Grégoire de Nazianze, Histoire, Orthodoxie

St. Grégoire de Nazianze — Premier discours contre l’empereur Julien I / IX

2 mars 2022

« Peuples, écoutez ce que je vais dire ; habitants de la terre, soyez attentifs à ma voix. » Je vous appelle tous comme d’une émi­nence située au centre du monde, d’où cette voix retentira jusqu’aux extrémités de l’univers. Écoutez donc, peuples de toute contrée, de toute langue, hommes de toute condition et de tout âge, et vous qui vivez maintenant, et vous qui vivrez dans les siècles à venir.

 


Écoutez aussi, vertus célestes, saints anges qui venez d’exterminer le tyran. Celui que vous avez frappé, ce n’est ni un Séhon, roi des Amorrhéens, ni un Og, roi de Basan, faibles monarques dont toute la puissance s’est bornée à désoler un petit coin du monde, la terre de Juda ; c’est le serpent infernal, c’est l’apostat, ce grand et sublime génie, le fléau d’Israël, l’ennemi du genre humain, dont les menaces et les fureurs ont laissé partout des traces si profondes, dont la bouche impie blas­phéma contre le Très-Haut, dont la main osa s’élever contre lui.

« Cieux, écoutez à votre tour ; terre, prête l’oreille. » Le jour est enfin arrivé où je puis employer les mêmes paroles qu’Isaïe, le plus élo­quent, le plus sublime de tous les prophètes : c’est contre une nation rebelle â la loi de Bien qu’Isaïe appelle le ciel et la terre en témoi­gnage ; et moi, je les invoque contre un tyran révolté lui-même contre Dieu, et qui vient de trouver une mort digne de son impiété.

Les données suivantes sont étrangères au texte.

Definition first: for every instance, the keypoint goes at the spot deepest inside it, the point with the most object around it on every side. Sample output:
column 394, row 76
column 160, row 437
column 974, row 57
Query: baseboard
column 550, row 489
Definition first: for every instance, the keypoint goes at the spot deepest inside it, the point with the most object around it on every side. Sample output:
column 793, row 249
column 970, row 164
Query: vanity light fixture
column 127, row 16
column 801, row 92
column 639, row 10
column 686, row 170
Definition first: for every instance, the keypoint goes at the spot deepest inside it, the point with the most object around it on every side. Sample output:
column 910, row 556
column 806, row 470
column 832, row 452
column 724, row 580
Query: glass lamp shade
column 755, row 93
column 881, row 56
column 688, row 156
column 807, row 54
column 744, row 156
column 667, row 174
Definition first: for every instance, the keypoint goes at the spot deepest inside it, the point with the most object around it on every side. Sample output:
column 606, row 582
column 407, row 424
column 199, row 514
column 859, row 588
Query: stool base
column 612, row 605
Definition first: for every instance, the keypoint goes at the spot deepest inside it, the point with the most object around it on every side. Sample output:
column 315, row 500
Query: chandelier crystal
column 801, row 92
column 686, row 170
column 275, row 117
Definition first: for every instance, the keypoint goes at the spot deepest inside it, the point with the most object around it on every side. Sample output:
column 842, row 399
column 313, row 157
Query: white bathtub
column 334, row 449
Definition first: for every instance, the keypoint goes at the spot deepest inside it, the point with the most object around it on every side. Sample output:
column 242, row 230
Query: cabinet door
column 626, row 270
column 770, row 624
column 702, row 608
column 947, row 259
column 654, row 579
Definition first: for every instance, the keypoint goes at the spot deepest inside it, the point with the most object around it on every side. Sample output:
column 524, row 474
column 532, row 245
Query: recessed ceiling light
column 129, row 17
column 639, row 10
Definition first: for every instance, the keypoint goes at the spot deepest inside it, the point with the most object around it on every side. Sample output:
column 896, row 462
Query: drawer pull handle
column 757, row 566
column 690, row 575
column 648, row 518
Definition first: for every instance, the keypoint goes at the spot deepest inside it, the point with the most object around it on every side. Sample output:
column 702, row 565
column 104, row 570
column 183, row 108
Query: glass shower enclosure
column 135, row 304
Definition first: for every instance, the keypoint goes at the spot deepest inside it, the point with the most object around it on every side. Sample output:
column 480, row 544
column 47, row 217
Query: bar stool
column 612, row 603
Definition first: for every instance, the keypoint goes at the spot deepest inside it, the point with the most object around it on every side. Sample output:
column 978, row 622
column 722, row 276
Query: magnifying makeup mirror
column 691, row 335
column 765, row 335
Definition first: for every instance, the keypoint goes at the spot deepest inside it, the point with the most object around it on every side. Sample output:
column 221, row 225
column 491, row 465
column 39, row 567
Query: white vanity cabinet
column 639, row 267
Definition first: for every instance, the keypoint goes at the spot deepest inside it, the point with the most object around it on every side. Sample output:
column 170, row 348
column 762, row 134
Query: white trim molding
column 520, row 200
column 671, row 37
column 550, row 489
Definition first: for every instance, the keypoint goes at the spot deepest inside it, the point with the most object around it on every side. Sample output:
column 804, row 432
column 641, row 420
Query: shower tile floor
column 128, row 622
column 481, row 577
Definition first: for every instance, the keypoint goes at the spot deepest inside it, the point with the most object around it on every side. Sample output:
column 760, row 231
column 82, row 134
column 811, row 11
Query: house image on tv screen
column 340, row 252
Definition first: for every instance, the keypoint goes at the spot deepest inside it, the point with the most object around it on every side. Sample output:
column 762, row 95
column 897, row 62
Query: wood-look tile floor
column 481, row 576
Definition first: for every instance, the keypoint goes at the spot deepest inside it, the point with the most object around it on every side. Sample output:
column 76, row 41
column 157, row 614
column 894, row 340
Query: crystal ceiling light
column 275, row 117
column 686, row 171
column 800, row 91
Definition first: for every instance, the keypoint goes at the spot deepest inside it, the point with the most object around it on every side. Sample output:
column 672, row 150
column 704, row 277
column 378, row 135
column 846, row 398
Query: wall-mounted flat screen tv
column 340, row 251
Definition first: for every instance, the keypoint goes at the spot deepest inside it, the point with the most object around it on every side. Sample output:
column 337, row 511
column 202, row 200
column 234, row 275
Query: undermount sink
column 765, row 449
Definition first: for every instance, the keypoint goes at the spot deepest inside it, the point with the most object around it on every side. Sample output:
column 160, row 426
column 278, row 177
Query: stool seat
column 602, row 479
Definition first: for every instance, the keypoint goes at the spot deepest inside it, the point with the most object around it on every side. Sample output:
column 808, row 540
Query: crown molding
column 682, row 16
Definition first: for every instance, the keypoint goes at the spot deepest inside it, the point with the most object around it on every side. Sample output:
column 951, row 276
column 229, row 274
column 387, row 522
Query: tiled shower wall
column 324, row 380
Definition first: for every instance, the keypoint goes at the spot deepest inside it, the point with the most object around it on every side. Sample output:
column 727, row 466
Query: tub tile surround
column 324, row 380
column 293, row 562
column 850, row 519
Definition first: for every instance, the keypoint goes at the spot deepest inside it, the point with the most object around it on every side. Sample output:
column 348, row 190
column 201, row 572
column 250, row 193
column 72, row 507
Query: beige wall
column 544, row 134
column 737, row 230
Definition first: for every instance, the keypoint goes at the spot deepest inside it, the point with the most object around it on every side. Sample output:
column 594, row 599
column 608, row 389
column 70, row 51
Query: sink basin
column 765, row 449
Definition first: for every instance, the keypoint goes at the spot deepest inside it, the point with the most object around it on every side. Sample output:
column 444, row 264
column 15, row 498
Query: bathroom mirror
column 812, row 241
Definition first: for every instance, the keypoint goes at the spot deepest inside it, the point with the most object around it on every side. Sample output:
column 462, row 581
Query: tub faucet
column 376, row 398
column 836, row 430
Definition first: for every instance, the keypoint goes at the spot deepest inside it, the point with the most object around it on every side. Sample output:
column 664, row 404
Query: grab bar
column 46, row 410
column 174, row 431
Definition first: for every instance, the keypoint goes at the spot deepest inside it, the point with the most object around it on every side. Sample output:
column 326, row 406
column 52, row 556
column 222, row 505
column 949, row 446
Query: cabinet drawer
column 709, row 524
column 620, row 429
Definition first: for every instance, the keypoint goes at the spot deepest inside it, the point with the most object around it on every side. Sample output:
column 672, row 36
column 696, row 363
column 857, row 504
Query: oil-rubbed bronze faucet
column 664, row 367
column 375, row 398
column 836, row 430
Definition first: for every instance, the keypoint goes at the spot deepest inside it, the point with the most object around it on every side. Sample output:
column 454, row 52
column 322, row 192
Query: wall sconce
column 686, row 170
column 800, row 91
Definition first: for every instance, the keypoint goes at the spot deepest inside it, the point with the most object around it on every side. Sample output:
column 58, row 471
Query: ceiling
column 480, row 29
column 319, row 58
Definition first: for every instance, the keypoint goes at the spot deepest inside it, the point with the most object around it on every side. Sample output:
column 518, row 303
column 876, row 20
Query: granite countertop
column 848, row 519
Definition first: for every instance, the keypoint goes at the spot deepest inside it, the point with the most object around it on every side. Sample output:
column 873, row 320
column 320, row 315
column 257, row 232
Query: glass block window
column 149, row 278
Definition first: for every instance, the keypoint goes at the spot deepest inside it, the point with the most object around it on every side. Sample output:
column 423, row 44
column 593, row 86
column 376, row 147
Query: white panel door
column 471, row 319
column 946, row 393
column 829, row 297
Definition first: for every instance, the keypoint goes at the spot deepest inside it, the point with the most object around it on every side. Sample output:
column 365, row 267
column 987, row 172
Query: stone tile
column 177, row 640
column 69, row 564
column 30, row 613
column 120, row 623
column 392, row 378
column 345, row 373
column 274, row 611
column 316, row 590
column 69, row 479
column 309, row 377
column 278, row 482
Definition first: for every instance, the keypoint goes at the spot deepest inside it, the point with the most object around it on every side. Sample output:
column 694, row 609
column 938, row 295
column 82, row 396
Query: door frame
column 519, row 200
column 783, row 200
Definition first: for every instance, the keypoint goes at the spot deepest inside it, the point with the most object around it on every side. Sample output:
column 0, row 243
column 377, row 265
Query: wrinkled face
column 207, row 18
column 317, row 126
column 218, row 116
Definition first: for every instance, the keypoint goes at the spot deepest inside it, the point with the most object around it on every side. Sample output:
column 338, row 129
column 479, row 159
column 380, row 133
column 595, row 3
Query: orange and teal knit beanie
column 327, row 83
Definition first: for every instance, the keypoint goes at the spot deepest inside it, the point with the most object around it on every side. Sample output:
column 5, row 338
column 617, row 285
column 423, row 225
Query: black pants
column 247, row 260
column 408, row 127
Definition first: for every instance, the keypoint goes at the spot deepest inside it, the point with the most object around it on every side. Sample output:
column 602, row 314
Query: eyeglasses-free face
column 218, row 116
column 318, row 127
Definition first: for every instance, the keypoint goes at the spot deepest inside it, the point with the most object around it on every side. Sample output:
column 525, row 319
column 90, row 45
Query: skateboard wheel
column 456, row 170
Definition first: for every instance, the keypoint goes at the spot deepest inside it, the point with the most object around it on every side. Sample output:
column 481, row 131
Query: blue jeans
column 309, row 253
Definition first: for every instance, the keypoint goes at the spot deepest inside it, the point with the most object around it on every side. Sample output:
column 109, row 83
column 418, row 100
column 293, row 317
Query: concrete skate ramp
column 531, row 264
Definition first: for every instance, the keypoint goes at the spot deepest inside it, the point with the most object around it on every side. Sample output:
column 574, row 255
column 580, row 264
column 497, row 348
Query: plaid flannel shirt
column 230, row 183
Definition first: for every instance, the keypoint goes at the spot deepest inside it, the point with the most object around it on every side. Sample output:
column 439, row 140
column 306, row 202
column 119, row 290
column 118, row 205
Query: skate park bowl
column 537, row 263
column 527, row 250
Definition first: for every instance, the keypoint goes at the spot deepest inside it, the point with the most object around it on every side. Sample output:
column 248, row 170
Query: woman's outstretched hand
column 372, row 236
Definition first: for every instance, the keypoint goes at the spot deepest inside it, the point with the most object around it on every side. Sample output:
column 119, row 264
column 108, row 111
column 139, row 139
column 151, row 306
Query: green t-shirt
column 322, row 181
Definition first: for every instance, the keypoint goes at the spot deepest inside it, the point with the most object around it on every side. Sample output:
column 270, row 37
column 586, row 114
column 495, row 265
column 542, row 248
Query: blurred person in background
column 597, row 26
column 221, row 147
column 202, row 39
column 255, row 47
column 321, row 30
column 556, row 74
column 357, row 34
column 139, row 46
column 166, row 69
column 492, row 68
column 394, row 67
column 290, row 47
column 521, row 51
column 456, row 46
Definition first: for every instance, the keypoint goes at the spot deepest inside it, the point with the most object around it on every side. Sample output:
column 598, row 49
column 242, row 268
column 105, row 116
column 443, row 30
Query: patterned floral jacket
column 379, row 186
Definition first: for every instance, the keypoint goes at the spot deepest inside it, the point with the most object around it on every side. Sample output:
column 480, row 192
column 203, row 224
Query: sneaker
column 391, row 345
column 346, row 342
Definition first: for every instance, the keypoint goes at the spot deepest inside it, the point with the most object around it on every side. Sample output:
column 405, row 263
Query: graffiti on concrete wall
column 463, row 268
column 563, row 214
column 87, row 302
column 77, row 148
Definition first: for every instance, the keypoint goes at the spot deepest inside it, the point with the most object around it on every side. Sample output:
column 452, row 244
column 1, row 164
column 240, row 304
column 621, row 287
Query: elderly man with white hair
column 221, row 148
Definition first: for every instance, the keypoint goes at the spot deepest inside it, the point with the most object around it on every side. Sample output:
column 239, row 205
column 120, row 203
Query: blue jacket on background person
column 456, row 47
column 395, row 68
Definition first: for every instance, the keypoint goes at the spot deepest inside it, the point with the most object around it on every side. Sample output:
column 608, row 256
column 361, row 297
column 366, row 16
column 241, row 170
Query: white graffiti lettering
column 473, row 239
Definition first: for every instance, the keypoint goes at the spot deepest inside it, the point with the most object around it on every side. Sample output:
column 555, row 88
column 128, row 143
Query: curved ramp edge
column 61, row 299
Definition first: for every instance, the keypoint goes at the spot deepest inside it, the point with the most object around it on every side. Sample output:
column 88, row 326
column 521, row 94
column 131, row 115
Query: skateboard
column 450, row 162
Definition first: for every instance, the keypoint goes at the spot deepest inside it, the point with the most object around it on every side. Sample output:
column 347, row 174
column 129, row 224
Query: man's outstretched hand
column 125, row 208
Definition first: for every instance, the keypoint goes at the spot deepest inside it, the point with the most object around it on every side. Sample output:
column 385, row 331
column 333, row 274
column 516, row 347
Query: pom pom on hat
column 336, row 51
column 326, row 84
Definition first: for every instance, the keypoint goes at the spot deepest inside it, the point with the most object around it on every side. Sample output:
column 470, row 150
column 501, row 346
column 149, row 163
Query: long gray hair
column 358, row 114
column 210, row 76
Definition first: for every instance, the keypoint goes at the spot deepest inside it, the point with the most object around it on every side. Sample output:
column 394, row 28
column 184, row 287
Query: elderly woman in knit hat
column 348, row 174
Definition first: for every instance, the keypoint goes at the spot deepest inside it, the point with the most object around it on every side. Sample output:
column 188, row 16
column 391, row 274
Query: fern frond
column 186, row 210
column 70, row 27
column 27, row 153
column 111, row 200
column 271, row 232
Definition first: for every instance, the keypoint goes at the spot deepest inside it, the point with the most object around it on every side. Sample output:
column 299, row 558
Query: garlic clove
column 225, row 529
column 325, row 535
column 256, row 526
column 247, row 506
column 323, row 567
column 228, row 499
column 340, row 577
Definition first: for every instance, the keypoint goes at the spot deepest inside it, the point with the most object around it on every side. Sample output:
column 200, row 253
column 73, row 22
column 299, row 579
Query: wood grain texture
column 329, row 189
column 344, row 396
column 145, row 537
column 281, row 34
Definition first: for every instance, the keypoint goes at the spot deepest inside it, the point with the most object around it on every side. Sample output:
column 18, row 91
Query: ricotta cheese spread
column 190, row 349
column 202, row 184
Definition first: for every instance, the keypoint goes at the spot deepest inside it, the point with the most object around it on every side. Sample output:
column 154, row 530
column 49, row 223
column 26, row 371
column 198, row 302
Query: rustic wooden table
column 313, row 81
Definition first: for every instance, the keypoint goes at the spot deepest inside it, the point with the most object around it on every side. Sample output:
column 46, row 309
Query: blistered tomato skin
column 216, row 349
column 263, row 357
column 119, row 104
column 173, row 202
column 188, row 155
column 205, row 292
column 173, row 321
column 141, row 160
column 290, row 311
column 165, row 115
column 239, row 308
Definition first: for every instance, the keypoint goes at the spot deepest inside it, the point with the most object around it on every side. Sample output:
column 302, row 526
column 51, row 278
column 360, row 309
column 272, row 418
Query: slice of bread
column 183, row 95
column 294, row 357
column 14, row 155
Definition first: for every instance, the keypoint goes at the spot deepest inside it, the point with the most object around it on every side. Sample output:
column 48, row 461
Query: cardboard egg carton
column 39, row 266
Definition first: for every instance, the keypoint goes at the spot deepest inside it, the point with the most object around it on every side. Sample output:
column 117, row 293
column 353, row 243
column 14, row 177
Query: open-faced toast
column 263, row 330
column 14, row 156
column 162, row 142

Écoute, âme du grand Constance, et vous que Dieu avait appelés avant lui à gouverner l’empire, fidèles serviteurs de Jésus-Christ, si les mortels conservent encore au-delà du trépas les sentiments qui les ont animés dans cette vie, écoutez-moi tous. Mais c’est à Constance surtout que je m’adresse ; ce prince qu’on a vu grandir avec l’héritage de Jésus-Christ, qui l’étendit au loin sur la terre, qui employa toute sa puissance à l’augmenter et à raffermir, et qui, dans cette grande et sainte entreprise, surpassa la gloire de tous ses prédécesseurs, hélas ! dans quelle fatale erreur est-il tombé ? par un aveuglement indigne de sa piété, un empereur chrétien nourrissait sans le savoir le plus monel ennemi de Jésus-Christ, et, pour cette seule fois, il se montra cruel par trop de bonté, en sauvant, en élevant à l’empire celui qui ne vécut que pour le crime, qui ne régna que pour persécuter le genre humain. Aussi ce prince religieux, qui a vu avec les transports de la joie la plus vive la chute de l’impie et le rétablissement de l’Église dans son ancienne splendeur, applaudira-t-il à ce discours, que j’offre à Dieu comme un sacrifice d’actions de grâces, sacrifice plus pur et plus saint que l’immolation des victimes privées de raison ; sacrifice qui ne sera pas souillé par des fables ridicules et des déclamations criminelles, comme ceux où le tyran faisait trophée de son pouvoir et de son élo­quence. Son pouvoir, c’était la force que lui prêtait l’impiété ; sa sa­gesse ; une haute folie ; car ce qu’on appelle la puissance et la science du siècle « marche dans les ténèbres, » et va, loin de la lumière de la vérité, se perdre dans un abîme. « Semblables à l’herbe des champs, » à ces fleurs passagères qui se dessèchent et disparaissent en un instant, elles ne tardent pas à s’évanouir, elles meurent avec les in­sensés qui ont mis en elles toute leur espérance, et ceux-ci, « en tombant avec fracas, » deviennent encore plus fameux par leur chute qu’ils ne l’ont été par leur impiété.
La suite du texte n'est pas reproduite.